A principal inspiração para escrever ‘Nilsinho Pause’ veio da performance ‘Grafting’, do artista tcheco Petr Stembera (nela, Stembera tentou enxertar uma planta no próprio braço). A história desde o início foi concebida para ser sobre este personagem, um artista marginal, que, mesmo sendo um herdeiro extremo da body art, ainda assim é exaltado pelas instituições e pelo público. Esta era a situação inicial e, claro, eu sabia que o final precisaria ser catastrófico para haver uma história, uma punição pela hubris como nas tragédias gregas. Duas ideias vieram à minha mente: o conceito de green goo e a cena final de ‘Akira’, da transformação de Tetsuo. Pronto. Eu já tinha um personagem e um final.
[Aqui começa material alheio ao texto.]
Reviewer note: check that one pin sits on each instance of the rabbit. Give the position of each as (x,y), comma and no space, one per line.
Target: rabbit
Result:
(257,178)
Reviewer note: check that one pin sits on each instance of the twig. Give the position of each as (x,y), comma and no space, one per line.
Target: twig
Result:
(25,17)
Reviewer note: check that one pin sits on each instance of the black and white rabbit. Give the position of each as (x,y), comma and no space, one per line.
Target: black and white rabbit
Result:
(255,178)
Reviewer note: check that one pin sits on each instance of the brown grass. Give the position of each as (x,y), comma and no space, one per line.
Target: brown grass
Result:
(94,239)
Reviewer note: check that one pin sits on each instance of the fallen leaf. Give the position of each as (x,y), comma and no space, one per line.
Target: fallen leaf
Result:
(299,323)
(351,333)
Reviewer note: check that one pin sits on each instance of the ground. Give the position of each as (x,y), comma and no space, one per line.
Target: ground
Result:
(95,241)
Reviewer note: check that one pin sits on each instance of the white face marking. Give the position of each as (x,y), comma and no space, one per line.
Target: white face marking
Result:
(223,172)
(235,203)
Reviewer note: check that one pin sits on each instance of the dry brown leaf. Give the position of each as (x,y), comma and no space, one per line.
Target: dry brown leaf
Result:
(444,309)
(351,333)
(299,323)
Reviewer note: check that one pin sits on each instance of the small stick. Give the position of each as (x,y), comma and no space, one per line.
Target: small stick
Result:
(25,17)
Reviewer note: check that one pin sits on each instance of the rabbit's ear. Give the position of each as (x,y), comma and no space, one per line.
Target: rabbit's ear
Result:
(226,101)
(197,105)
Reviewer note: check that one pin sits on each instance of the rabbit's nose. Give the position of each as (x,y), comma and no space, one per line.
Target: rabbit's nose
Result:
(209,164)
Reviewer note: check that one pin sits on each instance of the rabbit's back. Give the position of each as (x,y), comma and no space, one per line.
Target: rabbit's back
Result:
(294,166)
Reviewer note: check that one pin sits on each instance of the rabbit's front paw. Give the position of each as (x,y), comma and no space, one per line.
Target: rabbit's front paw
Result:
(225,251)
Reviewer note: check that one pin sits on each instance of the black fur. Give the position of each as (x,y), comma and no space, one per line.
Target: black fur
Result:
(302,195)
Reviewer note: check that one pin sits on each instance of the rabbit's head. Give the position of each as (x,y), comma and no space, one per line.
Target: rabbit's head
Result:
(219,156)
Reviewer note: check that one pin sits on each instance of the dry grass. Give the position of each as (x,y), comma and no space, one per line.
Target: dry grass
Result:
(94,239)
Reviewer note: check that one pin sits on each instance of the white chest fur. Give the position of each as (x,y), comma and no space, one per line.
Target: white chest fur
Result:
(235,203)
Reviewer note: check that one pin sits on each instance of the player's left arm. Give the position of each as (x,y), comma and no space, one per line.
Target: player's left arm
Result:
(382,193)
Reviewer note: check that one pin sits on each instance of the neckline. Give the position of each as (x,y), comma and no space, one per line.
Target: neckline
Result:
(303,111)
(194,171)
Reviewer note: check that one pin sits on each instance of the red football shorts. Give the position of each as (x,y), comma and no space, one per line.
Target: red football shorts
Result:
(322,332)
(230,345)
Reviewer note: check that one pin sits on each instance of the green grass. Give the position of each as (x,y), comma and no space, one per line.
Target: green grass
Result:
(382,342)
Como sempre faço antes de começar a escrever, criei um arquivo de texto com aspectos gerais da história (qual o enredo, onde tudo se passa, dados sobre os personagens principais e uma ou outra cena). Também costumo realizar algumas pesquisas (no caso de ‘Nilsinho Pause’, busquei informações sobre xenotransplante, doenças de árvores e parasitismo). Boa parte dessas informações eu nem chego a usar no texto, mas elas servem para dar o mínimo direcionamento e induzir meu inconsciente a trabalhar com possibilidades (como não gosto de estruturar a história inteira, do início ao fim, cena por cena, o acaso é parte importante do meu método).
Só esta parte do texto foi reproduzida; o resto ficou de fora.